The microscope is considered as the gold standard for the otological procedures, as it provides stereoscopic vision, better depth perception, and bimanual handling.[10] The first reported case of endoscopic tympanoplasty was by el-Guindy in 1992.[8]
Several studies have already proven that the endoscope significantly reduces the operative time due to the lack of necessity to see the recesses, to its wide vision, and to the lack of necessity to perform postoperative suturing.
This has helped patients to have a fast recovery, a shorter hospital stay, and a lower financial burden, which is especially helpful for developing countries like ours. Newer high-definition cameras have provided better image quality to access blind sacs, middle ear spaces that would be impossible to be visible by microscope.[17]
There are also limitations to endoscopic ear surgery. It is a one-handed surgery and there is lack of depth perception.[18] Both of these limitations can be overcome by experience and practice.

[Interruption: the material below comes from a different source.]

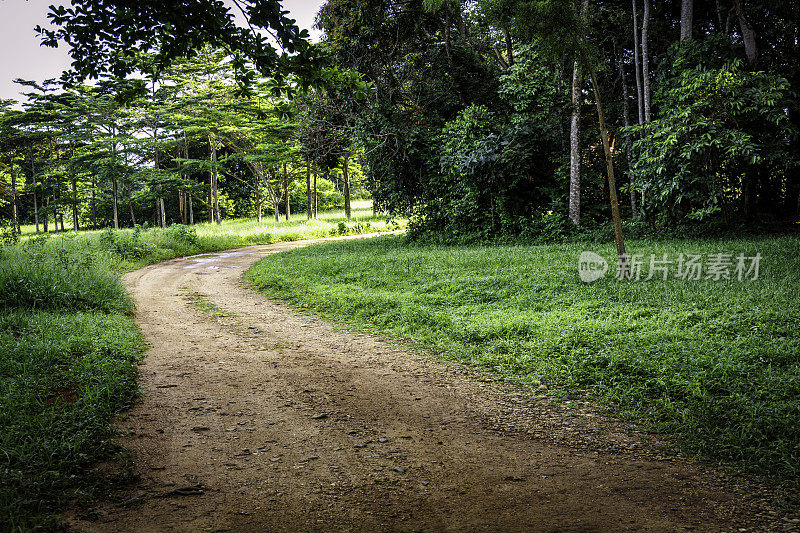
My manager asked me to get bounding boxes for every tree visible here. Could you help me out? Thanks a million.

Sometimes, its difficult to negotiate instruments in narrow canal along with endoscope, and bleeding makes the surgery hard to deal with. There are studies that give us tips about how to handle bleeding during endoscopic surgery.[19]
We did not find any difficulty while performing endoscopic tympanoplasty. It offered comparable results between the MT and ET groups with respect to graft uptake and hearing outcomes. The ET group had a slightly shorter operative time than the MT group.
Conclusion
With use of endoscope, minimal invasive tympanoplasty can be possible with similar graft success rate and shorter operative time period as compared to microscope.